A New Employee Benefit Is Evolving: Financial Wellness

August 20, 2014 (PLANSPONSOR.com) - Employee financial education is moving from a product-driven model to a true planning model.

“When I first started [in this business], there was a model of financial education in which financial planners were focused on capturing assets and the investing strategies for those assets, so the business was focused on those with higher incomes and assets to invest,” noted Linda Robertson, certified financial planner with Financial Finesse, during a webcast hosted by the firm. “Most employees were financially stressed and so they were not targeted for financial planning. They had no help with basic financial and savings habits.”

Robertson pointed out that now regulators and plan sponsors want employees to have unbiased help from people or companies with no sales focus and no hidden agendas. In addition, there is a bigger focus on financial wellness—looking at the basics of budgeting and saving—which encompasses all employee benefits and focuses on positive savings habits to help employees reach all their financial goals.

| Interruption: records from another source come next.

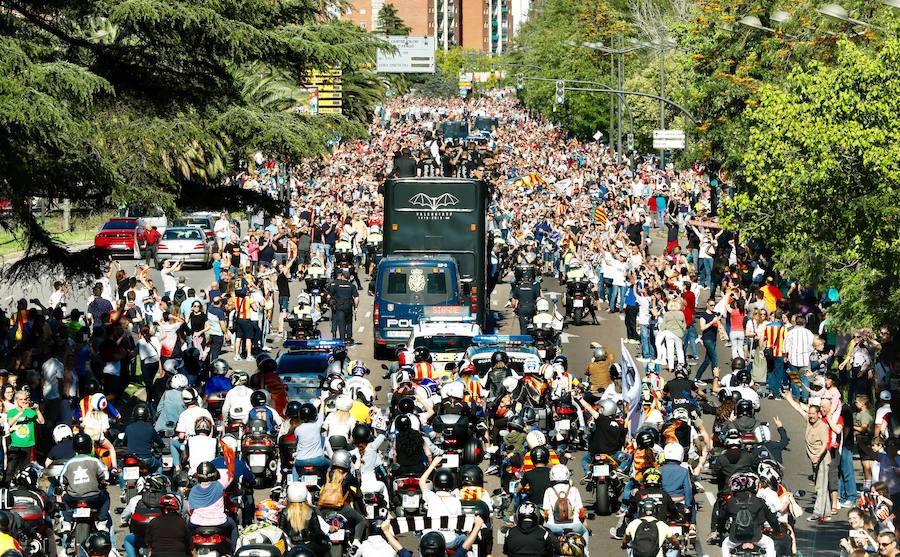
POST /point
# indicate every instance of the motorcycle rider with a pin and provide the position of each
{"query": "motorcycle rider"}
(84, 478)
(748, 513)
(527, 538)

Liz Davidson, founder and CEO of Financial Finesse, added that employees need different financial lessons (and different benefits and insurance products) at different points in their lives. “We should get employees to a point where they have investable assets, then we can help them decide how to invest,” she said.

According to Robertson, financial wellness is becoming a new employee benefit. She cited an Aon Hewitt study that found 76% of employers indicated they plan to implement financial wellness programs or extend existing programs to more employees. Robertson also said more employer inquiries to Financial Finesse are about total financial wellness programs, rather than just retirement education.

According to Davidson, financial wellness programs are increasingly marketed as an additional employee benefit. Information about the programs are included in all benefits communications—on company Intranet sites and benefits handbooks. “Employers want employees to see it as an important overall component of pay, the culture of the company, and the employer’s concern for them,” she said. The approach to financial wellness and benefits is more personalized now; communications speak to employees about their own financial goals instead of a general “here are all employee benefits and the considerations for choosing them.”  

Employers are also highlighting how the financial wellness help is unbiased and how it will benefit employees. As a result, according to Davidson, there is a personal connection employees make with employers, and almost 100% appreciation by employees of this benefit.

Financial wellness programs continue to evolve. According to Robertson, in 2011, 54% of Financial Finesse clients used personalized financial coaching, while 46% used group sessions in their financial wellness programs. Last year 71% used personalized coaching and 29% used group sessions. “Technology has helped with this,” she noted.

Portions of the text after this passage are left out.